For various reasons, some of which I'll outline below, I always tip about 20%, and more if I really liked the service. My wife has the same philosophy.
We don't dine out often, and at the end of the month, tips we've paid don't cost us very much (on a $40 tab, the difference between 15% and 20% is two bucks), and - maybe just as a symbolic gesture - a decent tip can help improve someone's bad day (or flip a bad attitude).
The "average" tipped wage in the United States is about $11.82 per hour, or just above the federal poverty level for a household of 3 (say, a widowed mother trying to raise two kids).

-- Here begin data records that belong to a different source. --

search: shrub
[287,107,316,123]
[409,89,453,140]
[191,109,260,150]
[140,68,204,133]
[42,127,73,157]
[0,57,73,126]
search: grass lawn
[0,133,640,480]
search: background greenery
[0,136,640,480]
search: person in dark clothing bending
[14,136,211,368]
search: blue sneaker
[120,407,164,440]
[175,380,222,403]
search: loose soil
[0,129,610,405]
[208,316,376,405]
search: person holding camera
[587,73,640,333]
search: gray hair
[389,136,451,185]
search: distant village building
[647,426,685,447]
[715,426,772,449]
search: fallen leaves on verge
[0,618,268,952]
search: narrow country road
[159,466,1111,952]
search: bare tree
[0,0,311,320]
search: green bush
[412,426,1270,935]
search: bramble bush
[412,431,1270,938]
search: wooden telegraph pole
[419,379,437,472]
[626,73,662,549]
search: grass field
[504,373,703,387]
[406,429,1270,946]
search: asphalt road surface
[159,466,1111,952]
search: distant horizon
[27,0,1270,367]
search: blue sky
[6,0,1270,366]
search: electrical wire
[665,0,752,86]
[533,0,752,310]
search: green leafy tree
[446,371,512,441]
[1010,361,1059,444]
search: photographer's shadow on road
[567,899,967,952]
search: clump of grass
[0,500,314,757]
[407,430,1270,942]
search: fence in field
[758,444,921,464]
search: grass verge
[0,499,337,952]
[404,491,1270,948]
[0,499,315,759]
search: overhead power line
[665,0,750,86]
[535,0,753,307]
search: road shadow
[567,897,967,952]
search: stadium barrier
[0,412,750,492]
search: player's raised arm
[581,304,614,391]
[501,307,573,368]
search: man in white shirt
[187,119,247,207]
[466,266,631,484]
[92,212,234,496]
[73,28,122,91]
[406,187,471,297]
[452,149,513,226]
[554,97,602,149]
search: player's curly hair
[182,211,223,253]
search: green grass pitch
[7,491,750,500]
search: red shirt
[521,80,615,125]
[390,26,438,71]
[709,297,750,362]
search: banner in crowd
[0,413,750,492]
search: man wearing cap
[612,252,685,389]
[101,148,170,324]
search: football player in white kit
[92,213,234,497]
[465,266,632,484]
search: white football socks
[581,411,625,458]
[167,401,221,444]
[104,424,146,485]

Note, that is the *average*, as many states have a tipped minimum wage as low as $2.13, and the employer is only required to make up the difference to $7.25 (the laughable Federal minimum wage, which is definitely below the FPL for anyone except a single person). I had a buddy living in Tacoma for a while. He had full-time minimum wage work, paid $300/month for a one-room apartment, and the mother next door was struggling to raise her two kids - on minimum wage - after the father died in an accident. (Subsistence living is devastating and bad economic policy.)
Few restaurants provide benefits to employees, such as health insurance. Instead, they may take tax credits for helping employees scrounge health insurance from outside sources. Thus, whatever they manage to earn can still get sucked away by things that many people consider "basic requirements of life."
I was unemployed for part of last year, and we had to buy insurance through the ACA - we got a plan that was pretty much gambling we would never be in a car accident - for about $300/month (family of 3). At $11.82/hour, that's 15% of gross income (and if we had lived in a one-bedroom apartment, at $300/month, that's another 15% off the top).
My family has been very blessed in life. I tip well, because it doesn't cost us much, I believe in "paying it forward," and the small gesture really can have a big impact.